Electrochemical nitrate reduction to ammonia using laser-processed Nb2AlC: the role of effective Al etching

Abstract

Electrocatalytic nitrate reduction reaction to ammonia (NH₃) is a promising approach for generating NH₃ compared with the widely used Haber–Bosch process. It offers the advantage of zero carbon emission and helps in recycling nitrate waste. However, the challenge remains in the synthesis and engineering of proficient electrocatalytic materials with high faradaic efficiency and yield rate. Herein, we report a unique laser-processed niobium oxide-graphene (NbO_x-Gr) electrode attached to a conductive support of graphene for NH₃ generation. The two-step fabrication process started with spatially and temporally controlled pulsed laser writing on an Nb₂AlC-coated polymer surface followed by simple electrochemical etching to remove excess Al.
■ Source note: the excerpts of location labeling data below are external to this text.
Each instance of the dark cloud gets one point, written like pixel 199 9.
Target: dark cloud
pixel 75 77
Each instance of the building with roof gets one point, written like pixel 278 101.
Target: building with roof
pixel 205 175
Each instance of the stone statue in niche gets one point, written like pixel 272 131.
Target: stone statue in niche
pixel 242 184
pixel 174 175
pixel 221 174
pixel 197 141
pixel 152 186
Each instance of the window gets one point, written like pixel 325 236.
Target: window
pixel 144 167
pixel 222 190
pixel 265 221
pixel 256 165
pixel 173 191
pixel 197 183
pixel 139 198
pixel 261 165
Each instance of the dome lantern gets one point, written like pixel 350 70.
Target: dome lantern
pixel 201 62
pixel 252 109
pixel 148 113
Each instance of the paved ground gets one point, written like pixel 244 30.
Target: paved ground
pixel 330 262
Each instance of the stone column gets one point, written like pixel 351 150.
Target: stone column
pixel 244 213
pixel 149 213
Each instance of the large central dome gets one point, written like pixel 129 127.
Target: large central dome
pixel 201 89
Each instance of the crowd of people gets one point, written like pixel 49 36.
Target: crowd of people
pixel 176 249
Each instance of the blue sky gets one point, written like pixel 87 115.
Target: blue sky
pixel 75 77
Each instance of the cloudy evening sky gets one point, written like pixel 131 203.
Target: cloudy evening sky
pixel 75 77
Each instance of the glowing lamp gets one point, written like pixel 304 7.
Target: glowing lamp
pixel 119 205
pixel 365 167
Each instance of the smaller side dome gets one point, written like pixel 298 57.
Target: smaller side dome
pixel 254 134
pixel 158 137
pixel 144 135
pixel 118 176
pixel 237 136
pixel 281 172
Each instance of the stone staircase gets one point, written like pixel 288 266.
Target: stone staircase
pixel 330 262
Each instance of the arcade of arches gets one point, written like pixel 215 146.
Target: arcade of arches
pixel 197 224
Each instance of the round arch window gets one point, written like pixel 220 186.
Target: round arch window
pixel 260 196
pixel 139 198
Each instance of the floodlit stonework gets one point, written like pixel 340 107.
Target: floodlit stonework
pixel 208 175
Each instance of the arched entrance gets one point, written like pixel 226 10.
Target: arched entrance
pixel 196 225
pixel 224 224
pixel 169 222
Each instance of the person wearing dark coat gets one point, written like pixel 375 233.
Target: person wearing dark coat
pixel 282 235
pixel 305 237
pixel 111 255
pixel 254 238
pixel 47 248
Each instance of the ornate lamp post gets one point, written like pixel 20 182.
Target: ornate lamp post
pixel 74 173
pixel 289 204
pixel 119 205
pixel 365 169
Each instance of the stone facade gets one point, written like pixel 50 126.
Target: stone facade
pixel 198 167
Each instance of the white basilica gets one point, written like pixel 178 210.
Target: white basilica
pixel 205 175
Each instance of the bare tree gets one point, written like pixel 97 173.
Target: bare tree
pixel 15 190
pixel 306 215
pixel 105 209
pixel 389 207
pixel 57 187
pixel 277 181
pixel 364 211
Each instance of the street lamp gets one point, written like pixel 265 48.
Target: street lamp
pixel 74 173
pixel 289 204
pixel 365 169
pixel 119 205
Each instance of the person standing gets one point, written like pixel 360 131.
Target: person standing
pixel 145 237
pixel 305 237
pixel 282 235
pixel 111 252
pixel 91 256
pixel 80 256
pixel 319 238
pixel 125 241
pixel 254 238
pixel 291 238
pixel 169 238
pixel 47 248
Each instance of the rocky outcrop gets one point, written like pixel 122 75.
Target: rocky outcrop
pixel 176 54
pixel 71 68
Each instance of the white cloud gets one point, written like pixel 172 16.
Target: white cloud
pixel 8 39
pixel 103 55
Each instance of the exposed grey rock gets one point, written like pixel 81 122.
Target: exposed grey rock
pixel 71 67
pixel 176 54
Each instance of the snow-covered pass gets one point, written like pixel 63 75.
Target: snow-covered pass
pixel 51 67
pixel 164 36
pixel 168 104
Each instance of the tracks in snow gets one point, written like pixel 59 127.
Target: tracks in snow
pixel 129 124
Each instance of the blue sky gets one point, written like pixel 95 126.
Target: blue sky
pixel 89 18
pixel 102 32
Electrochemical analysis elucidated that the NbO_x-Gr electrode exhibited improved activity for ammonia generation. Moreover, theoretical studies provide insights into the nitrate reduction reaction mechanism, confirming that the electrochemical active site was located on the Nb atom of the NbO_x-Gr electrode. Laser processing is a cost-effective, less chemically hazardous, versatile, and efficient approach to utilize MAX phases for multiple energy storage and conversion applications.